Je pensais que je contrôlais.
Je pensais que ça n’arrivait qu’aux autres.
Et puis j’ai lu.
J’ai lu des articles de
réduction des risques.
J’ai lu des messages sur des forums.
Et à chaque fois, je me disais : merde… c’est moi.
Les mêmes usages.
Les mêmes phrases pour se rassurer.
Les mêmes limites qu’on repousse “une dernière fois”.
À un moment, j’ai arrêté de lire pour apprendre.
Je lisais pour comprendre jusqu’où ça allait finir.
Et la réponse était simple : mal.
Très mal.
Pas dans longtemps.
Pas une mort spectaculaire.
Une mort conne.
Un mélange de trop.
Un soir où personne ne surveille.
Un corps qui lâche pendant que tout le monde pense que “ça va”.
Ce que j’ai lu m’a fait comprendre une chose essentielle :
je n’étais pas en train de vivre une période compliquée.
J’étais en train de me détruire.
Le mot “toxicomanie” m’a mis une claque.
Je l’ai détesté.
Je l’ai rejeté.
Et puis j’ai compris qu’il était juste.
Je suis profondément reconnaissant envers les gens qui parlent ici.
Ceux qui racontent leurs usages sans se donner le beau rôle.

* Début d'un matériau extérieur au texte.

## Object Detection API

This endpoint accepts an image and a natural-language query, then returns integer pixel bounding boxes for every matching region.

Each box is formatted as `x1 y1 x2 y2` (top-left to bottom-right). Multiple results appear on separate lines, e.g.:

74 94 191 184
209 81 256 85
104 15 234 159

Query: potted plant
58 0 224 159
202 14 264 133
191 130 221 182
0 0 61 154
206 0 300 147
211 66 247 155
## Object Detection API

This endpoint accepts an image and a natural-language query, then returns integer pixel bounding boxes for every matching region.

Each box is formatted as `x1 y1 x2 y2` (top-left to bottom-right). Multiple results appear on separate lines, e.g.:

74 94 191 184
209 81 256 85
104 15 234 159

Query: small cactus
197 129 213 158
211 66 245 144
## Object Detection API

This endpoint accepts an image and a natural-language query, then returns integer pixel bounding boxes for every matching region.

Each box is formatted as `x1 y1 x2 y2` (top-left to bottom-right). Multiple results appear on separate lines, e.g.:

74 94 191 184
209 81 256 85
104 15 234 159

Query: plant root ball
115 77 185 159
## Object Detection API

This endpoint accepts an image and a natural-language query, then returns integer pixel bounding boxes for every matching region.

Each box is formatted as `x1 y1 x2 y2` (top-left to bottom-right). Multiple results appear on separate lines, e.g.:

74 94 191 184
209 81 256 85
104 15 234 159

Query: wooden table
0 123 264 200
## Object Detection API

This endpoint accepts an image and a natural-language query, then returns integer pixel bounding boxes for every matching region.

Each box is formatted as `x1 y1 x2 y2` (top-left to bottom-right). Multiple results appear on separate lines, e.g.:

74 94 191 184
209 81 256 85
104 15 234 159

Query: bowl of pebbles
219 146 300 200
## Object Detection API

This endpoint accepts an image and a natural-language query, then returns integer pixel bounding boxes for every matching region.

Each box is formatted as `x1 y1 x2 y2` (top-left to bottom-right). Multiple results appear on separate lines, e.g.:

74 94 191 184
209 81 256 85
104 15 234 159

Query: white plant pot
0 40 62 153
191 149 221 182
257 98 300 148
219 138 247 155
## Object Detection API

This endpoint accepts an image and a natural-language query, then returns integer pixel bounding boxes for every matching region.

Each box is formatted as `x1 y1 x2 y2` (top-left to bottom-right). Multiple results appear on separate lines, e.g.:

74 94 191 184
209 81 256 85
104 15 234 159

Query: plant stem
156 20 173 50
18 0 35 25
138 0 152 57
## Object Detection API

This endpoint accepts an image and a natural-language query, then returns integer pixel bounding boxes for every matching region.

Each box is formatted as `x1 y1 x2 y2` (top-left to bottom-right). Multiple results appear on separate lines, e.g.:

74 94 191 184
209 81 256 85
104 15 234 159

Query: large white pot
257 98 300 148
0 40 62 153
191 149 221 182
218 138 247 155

Ceux qui disent quand ça dérape.
Ceux qui écrivent pour que d’autres ne meurent pas en silence.
Et je le dis aussi clairement : sans les professionnels de santé, je ne serais pas là.
Ceux qui ont vu avant moi.
Ceux qui m’ont parlé sans me juger, mais sans me mentir non plus.
Ceux qui m’ont dit les choses comme on les dit à quelqu’un qu’on veut garder en vie.
La
réduction des risques, ce n’est pas encourager.
C’est empêcher les gens de crever seuls dans leur coin.
C’est dire la vérité, même quand elle dérange.
Aujourd’hui, je vais mieux.
Pas “réglé”.
Pas “sorti d’affaire”.
Mais vivant. Et lucide.
Si tu lis ça et que quelque chose résonne, même un peu,
si tu te reconnais,
si tu te poses des questions que tu n’oses dire à personne :
je te répondrai.
Je t’écouterai.
Je te tendrai la main.
Sans jugement.
Parce que je sais exactement à quel point on peut se sentir seul à cet endroit-là.